2. Who would play you in the movie of your life?
I said this question out loud, sitting by the kitchen table and my 16 year old son is sitting here aswell doing his homework, and he immediately said Partricia Arquette.
Good choice, I’ll take that.
3. Do you have time for personal projects, if so, what are you making right now?
Yes I do. Even though I have a lot to do, I often have a personal project alongside the assignments. My latest one was painting a lot of empty packages for an exhibition in Brooklyn, NY. Right now I feel I want to make things in clay, just simple clay that I can work with at home. And I feel like painting again, big paintings. To get a contrast to my strict graphic computer style.
4. When are you happiest?
I have different things that make me happy, in different ways. Sitting on the sofa with my whole family (husband, two teenage boys and my dog) makes me very happy and peaceful. Running on a treadmill will loud music through the headphones makes me so happy I want to dance and run at the same time. Sitting by the kitchen table, painting on a used yoghurt bottle, listening to the radio with the dog on my feet makes me happy and inspired.
5. The 50s and 60s clearly influence your work. What is it about the past that captures your imagination?
Well it is just that I think the aestethics are genius; the colours, shapes, graphic design, playfulness etc. It’s like it doesn’t get any better than that.
6. What 5 things can’t you live without?
If we skip family and pet here (because I guess they are not Things :)) it is:
Reading glasses (boring but very true)
My running shoes
7. We love your hand painted recycled packaging, tell us more about them, do you plan to do anything with your growing collection?
It started as a project for an exhibition. An illustrator friend and I went to Brooklyn for an exhibition. I wanted to bring something handmade, something more than just work and printed material so I started to paint on used bottles, both because I think recycling is a good theme and also because I love painting characters. I continued after the exhibition because when I see a fun shape I can’t hold myself back. But now they are taking over my studio so I have to stop! Maybe I will have a small exhibition and sell them in my studio.
8. If you had a time machine that could take you anywhere, where would you go and what would you do?
I would go back to the turn of the century and hang around with Picasso, Giacometti and other painters and writers at Cafe de Flore in Paris. It is so cool to think that so many people sat there at the same time, people that would have such an impact on art and literature history.
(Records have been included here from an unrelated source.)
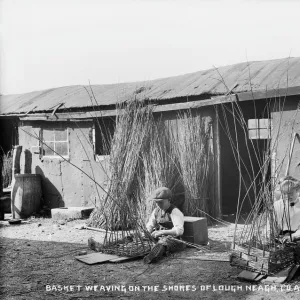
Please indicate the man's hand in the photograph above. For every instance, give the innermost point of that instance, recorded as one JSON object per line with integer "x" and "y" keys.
{"x": 286, "y": 239}
{"x": 157, "y": 233}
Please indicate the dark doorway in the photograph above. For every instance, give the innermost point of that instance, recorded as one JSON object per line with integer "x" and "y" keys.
{"x": 243, "y": 151}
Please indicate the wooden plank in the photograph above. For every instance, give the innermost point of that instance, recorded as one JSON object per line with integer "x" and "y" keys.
{"x": 248, "y": 275}
{"x": 218, "y": 166}
{"x": 123, "y": 259}
{"x": 208, "y": 258}
{"x": 95, "y": 258}
{"x": 253, "y": 251}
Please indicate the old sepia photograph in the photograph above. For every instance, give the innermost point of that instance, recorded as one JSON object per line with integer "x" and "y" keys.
{"x": 149, "y": 149}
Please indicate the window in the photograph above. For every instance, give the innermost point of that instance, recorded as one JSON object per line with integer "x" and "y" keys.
{"x": 102, "y": 135}
{"x": 259, "y": 128}
{"x": 55, "y": 142}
Saturdays we would spend in Gertrude Steins apartment discussing art and drinking wine.
9. You’ve said that children’s books are an inspiration to you. What was your favourite children’s book growing up?
The one I remember the most is What Do People Do All Day by Richard Scarry. I loved all the details, animals, professions, houses etc.
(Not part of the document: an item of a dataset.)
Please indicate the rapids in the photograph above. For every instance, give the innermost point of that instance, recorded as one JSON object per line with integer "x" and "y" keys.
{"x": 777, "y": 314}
10. Your designs have been applied to many different mediums – Homeware, toys, stationery, children’s clothing, books. What’s next for you and what’s your ideal project?
Right now I am working on tableware, posters and several children’s books for the French market. An ideal project is where I get a brief with a theme but with lots of freedom.
I would love to work more with ceramic pieces; vases, figurines etc, that is still a field to explore.